Thankfully, National Library (once home to Warren Hastings) still sprawls grandly with its steps sweeping up to the door. I remember as a kid hanging over the upstairs gallery, looking down at solemn people reading from great big books. The hum of ceiling fans and the scratch of pens on paper were the only sounds that filled the cavernous hall. The children's library, on the other hand, was a cheerful place with an aquarium and pink round tables and cane chairs. I first read Tintin there. Sadly, the old library is locked up and all the books have been moved to a modern building.

College Street still looks the same. It is in the part of Calcutta that has defied time, the Calcutta you see in “Kahaani”. Presidency College, the more-than-a century-old Dasgupta and Sons bookshop (where we three buy books as mementos), and Tagore's home at Jorasanko, with its wide verandahs, open courtyards, cool floors and windows to the ceiling…

Didi cha khaaben?

Down the street, a Bengali man with his wife cheerfully invites you to have tea. Rickshaw wallahs, retired men reading the newspaper, women taking a moment off before the hurly burly of domestic chores takes over, skinny youth on their way to an akhara, and tourists such as us gather in companionable silence to sip hot, sweet tea out of mud pots. Big glass jars of arrowroot biscuits are kept ready for anyone who wants something with their first cuppa. We drink roadside cha so many times each day. In markets, outside the metro, while waiting to cross the road, at Victoria Memorial and at Kalibari. We eat puchkas, jhaal muri and alu kabli in between shopping for beautiful tangails and kaantha saris in Gariahat and ridiculously cheap earrings from the roadside shops. Shops wrap up hot singhadas (samosas to the rest of the world) in leaves to eat on the go, as Rajesh Khanna did in “Amar Prem”. Speaking of which, we also go up and down the Bidyasagar Setu looking down at the muddy waters of the Hooghly. We do the same on the beautiful Howrah Bridge. My daughter watches bemused, as trams clang past. I tell her this is the only city in the country that still has them.

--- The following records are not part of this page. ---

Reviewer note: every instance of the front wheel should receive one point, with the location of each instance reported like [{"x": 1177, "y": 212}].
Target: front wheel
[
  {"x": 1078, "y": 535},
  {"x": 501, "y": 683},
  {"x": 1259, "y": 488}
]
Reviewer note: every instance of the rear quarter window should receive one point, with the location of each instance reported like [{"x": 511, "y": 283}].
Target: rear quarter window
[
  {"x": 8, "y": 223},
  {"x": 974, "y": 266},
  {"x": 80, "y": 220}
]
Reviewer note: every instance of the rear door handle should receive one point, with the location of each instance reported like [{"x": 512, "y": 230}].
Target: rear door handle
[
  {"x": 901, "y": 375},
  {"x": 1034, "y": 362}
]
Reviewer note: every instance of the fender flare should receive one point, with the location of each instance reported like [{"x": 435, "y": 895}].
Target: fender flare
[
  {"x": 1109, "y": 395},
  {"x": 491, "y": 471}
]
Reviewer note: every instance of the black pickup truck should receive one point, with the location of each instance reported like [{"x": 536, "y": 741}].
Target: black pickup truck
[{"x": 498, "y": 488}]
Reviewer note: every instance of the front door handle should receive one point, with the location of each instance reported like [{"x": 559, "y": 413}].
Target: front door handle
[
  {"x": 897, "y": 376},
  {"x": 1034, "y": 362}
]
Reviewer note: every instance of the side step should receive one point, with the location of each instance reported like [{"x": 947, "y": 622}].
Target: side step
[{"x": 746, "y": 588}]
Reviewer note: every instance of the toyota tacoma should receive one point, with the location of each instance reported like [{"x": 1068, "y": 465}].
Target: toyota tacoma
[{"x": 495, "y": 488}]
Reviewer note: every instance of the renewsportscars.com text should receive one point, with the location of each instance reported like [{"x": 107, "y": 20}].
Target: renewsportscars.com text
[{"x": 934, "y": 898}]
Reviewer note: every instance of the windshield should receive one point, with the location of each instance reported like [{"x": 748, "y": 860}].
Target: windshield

I take an instant dislike to anyone who says they hate Cal, and I know there is a legion of those. That's because they haven't seen Park Street lit up during Christmas, they have not eaten baked beans on toast at Flurys, they have not heard Usha Uthup sing at Trincas. They have not shopped at New Market and followed their nose to Nahoums for still-hot buns from the bakery established in 1916. And I bet they have never, ever heard a kabadi wallah sing baul geet as he weighs old newspapers, or seen the guy selling him the newspapers murmuring “baah baah”.